April is here at last. While that may mean some poor weather, try and see from Thomas Tusser’s perspective in the 16th century when he wrote: “Sweet April showers do spring May Flowers —” greenery and sun is just around the corner! But while we wait and the seasons change, let’s look at some history; the topic for this week, the marvelous country of Canada! Let’s dive right in!
You’ve probably heard of Alexander the Great, Napoleon Bonaparte or Winston Churchill before, right? These brilliant and highly impactful individuals are practically the faces of conventional history! But a great conundrum of historical preservation is the fact that so many brilliant and impactful people simply fade from mainstream awareness, or never even enter it at all.

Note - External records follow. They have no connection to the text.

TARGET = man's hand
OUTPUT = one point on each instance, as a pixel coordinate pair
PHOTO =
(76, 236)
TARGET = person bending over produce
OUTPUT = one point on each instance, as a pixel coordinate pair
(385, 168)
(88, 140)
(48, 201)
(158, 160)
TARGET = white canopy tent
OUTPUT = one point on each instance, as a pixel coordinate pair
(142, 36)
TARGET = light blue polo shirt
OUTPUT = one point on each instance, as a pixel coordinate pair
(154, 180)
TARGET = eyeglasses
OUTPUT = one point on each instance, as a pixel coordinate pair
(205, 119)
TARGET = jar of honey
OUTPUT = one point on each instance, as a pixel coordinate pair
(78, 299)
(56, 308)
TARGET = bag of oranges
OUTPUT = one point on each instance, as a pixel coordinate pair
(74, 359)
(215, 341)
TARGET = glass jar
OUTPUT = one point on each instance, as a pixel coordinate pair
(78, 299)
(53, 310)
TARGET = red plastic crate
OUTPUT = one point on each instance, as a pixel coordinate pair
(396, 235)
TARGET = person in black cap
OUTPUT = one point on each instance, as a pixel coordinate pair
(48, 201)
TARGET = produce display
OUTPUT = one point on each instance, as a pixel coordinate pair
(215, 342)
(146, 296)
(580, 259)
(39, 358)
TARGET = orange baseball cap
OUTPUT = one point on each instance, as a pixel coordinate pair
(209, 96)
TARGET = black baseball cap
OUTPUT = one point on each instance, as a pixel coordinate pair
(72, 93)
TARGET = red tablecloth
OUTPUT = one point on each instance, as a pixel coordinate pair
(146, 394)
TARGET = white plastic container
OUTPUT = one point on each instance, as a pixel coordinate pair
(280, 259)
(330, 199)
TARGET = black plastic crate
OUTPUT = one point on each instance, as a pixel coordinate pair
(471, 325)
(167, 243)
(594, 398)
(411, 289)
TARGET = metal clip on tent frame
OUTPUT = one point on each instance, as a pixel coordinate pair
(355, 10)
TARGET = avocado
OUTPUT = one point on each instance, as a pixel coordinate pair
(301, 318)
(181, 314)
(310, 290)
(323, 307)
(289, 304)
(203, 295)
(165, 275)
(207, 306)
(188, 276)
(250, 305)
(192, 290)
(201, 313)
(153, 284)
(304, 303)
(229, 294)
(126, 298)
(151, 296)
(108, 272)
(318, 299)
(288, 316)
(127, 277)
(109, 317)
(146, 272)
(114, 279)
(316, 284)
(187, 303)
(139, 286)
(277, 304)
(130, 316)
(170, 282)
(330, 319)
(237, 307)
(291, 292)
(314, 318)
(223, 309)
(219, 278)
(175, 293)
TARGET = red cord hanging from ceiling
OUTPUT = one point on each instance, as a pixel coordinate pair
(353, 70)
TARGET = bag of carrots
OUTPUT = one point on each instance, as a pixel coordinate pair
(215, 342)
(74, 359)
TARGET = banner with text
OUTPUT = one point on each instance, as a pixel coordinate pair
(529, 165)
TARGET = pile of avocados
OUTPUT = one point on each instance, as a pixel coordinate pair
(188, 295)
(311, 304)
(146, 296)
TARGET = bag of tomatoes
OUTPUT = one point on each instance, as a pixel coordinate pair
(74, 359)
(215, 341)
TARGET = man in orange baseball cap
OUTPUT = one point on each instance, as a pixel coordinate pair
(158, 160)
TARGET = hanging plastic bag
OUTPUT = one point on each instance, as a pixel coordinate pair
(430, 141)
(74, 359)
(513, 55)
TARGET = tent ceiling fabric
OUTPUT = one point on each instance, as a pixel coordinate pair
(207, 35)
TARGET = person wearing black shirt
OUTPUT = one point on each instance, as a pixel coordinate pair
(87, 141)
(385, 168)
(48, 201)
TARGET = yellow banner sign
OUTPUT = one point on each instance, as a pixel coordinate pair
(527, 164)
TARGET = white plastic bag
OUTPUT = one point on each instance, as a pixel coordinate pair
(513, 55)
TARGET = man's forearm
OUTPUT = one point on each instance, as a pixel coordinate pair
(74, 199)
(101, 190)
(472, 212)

I’d venture to say that having one’s name in a history book is not based on intelligence or virtue of character, but largely due to circumstantial collective changes. Of course the lives and sacrifices of every individual are not recorded, it’s the lucky few who become icons for the work of thousands.

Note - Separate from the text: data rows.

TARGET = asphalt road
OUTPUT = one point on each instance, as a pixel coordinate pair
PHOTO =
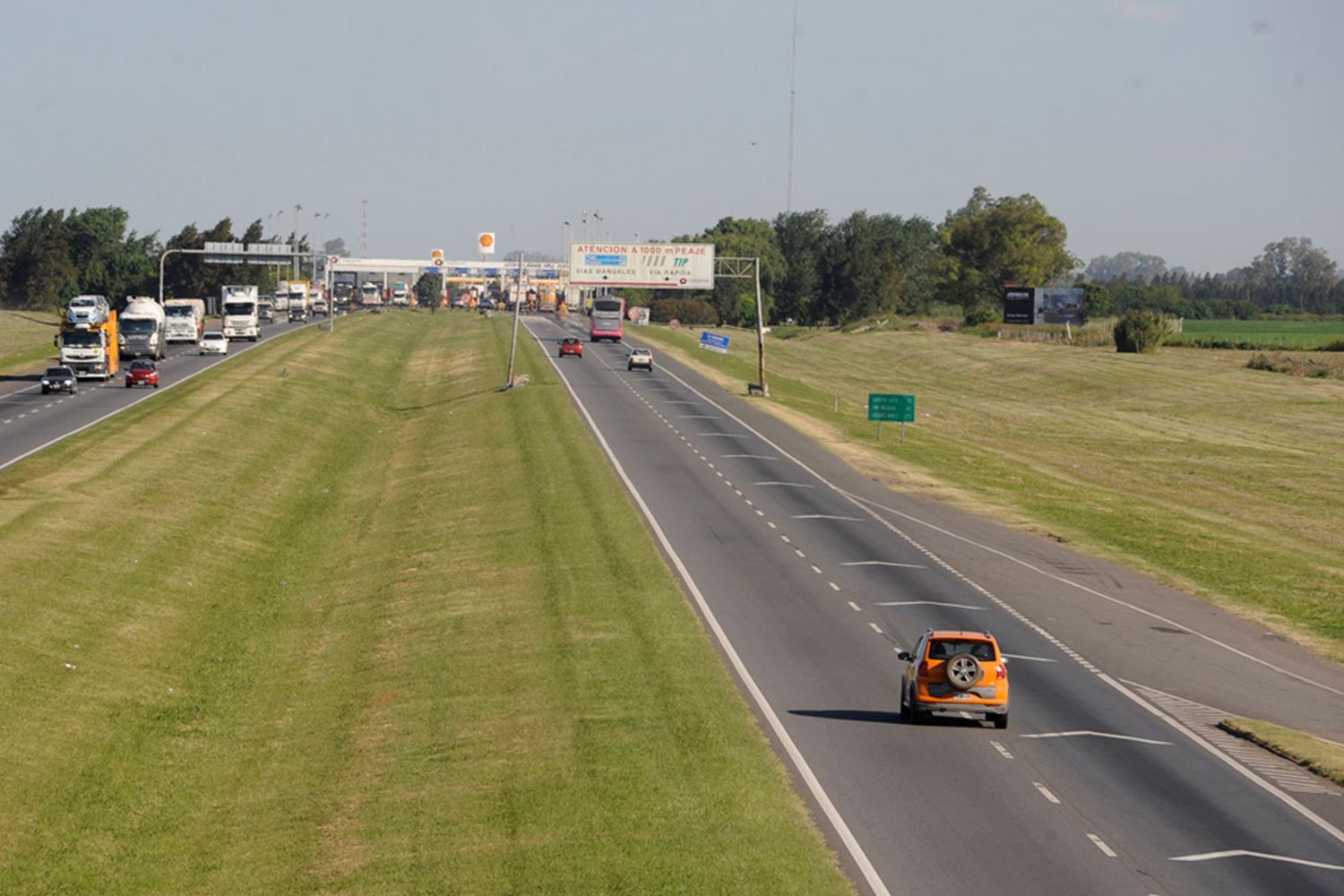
(31, 421)
(1110, 778)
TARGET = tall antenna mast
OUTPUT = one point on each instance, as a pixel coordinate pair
(363, 239)
(793, 65)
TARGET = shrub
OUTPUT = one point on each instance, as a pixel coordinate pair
(981, 314)
(1140, 331)
(691, 312)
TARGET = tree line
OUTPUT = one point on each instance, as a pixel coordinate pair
(50, 255)
(812, 271)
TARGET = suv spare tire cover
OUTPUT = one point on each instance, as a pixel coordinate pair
(962, 672)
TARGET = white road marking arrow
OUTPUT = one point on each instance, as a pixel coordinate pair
(1233, 853)
(1099, 734)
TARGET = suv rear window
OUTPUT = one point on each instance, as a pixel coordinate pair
(949, 649)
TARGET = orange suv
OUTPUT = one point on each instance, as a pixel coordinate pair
(954, 672)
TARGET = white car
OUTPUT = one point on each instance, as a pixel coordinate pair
(214, 343)
(640, 358)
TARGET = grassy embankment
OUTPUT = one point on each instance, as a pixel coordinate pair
(1185, 465)
(26, 340)
(339, 616)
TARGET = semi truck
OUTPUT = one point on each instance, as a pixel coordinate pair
(90, 349)
(300, 300)
(140, 328)
(241, 312)
(185, 320)
(281, 300)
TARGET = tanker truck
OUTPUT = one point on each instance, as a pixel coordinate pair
(142, 328)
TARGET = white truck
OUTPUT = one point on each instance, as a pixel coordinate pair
(142, 328)
(185, 320)
(300, 300)
(281, 300)
(241, 314)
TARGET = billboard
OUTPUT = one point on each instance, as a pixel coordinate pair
(644, 265)
(1045, 306)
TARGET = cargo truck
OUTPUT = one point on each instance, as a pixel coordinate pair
(185, 320)
(241, 312)
(140, 328)
(90, 349)
(300, 300)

So, following my little preamble, have you ever heard of Richard Squires? I definitely didn’t, and chances are you haven’t either! Regardless, he was on the minds of nearly everyone living in Newfoundland, Canada during the early 20th Century. He was their Napoleon, their Churchill, so-to-speak.
Squires was — at times — a brilliant man. After a promising childhood, he became a figurehead of progressive politics in Newfoundland, and in his adulthood he purchased a newspaper entitled the “Daily Star,” which only cemented his ambition to make a mark on the dominion. With the newspaper as a tool, he soon steered public opinion to favor his bills regarding issues such as fairer taxation policies and more universal contribution to the war effort. He was soon the center of attention of many voters across the region and his gaze was set on the chief of positions, prime minister.

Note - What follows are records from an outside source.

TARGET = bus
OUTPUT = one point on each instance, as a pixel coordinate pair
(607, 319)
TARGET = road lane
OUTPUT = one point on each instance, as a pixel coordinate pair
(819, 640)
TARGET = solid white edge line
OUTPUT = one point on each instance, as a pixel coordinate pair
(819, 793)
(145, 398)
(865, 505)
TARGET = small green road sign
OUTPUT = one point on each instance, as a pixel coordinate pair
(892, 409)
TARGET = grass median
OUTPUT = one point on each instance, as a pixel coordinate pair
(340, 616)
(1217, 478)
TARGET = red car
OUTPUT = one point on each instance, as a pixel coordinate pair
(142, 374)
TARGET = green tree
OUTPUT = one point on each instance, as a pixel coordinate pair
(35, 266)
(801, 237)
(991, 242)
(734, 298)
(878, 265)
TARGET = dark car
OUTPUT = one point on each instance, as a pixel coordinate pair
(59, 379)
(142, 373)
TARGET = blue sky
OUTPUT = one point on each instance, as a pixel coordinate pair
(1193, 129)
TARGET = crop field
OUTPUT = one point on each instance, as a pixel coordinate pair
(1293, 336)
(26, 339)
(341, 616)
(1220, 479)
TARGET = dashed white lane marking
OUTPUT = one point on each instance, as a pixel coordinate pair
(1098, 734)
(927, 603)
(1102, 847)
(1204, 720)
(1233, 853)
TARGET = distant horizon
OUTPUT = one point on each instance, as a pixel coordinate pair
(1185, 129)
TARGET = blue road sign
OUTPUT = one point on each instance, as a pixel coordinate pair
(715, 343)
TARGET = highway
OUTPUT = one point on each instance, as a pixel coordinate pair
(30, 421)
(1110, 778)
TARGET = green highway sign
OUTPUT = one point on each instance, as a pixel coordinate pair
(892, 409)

Squire got what he sought, in 1919 he beat the dominant People’s Party, establishing himself as a force in Newfoundland politics. But like many, Squire became frustrated at the gradual arrival of his success. Perhaps due to fear of failure, a lack of confidence in his abilities, or some other internal struggle, Squires bent the rules to gain his power. In a massively publicized fiasco in 1923, Squires was forced to resign after being outed on charges of bribery. He had tripped on his sprint to success. A warrant soon went out for his arrest, he seemed to have been kicked out of politics. Now astoundingly, it seems that voters were either blind to the crimes committed by Squires, or simply viewed them as a scheme by the opposition parties; after all, he had been a successful politician in the pre-controversy years. Either way, Squires, a man convicted of bribery, was reelected in 1928 in the same party, to the same position.
Now, that leads to this week’s first event; on April 5, 1932, nearly a decade later, Newfoundland’s capital, “The Colonial Building” was captured by thousands of rioters.
The mob swelled as prime minister Squires continuously denied any fraud and refused any attempts to investigate his activities. Police tried to subdue the mob, encouraged by the administration to use force to take down the protestors — that never works out well. Fires burned, rooms were trashed, but most importantly, Squires snuck out the back door unharmed. He resigned once more the same day.
This story is simply bonkers! I mean, imagine electing a man who committed clear fraud, only to force him out through devastating rioting? The scary thing is, this almost sounds plausible in the modern day.The next event for this week takes a much different turn — probably for the best! On April 6, 1886, the beautiful city of Vancouver was founded! Well wait a moment, it wasn’t founded? It was incorporated? While the city was named after British officer George Vancouver, and has been an important trade hub in Western Canada, I’d like to focus more on what exactly incorporating a city looks like! And how does it differ from a founding?
Firstly, an incorporated city is any legally chartered city or town (used interchangeably). While rules for incorporation vary — with some countries requiring certain trends in population and road networks — generally any town or city can become incorporated once it plays an important role in trade and economy. This raises a strange point; towns can be incorporated in two ways, locally or federally; for instance, many New England and Eastern Canadian towns had self charters, or were essentially incorporated by the founding document of the town itself. This is different from national incorporation, which makes a city essentially join a network of provinces and city structures, known as municipalities. So, the founding of a town is when people originally arrive and populate the area, an incorporation is essentially the establishment of a legal network in that town.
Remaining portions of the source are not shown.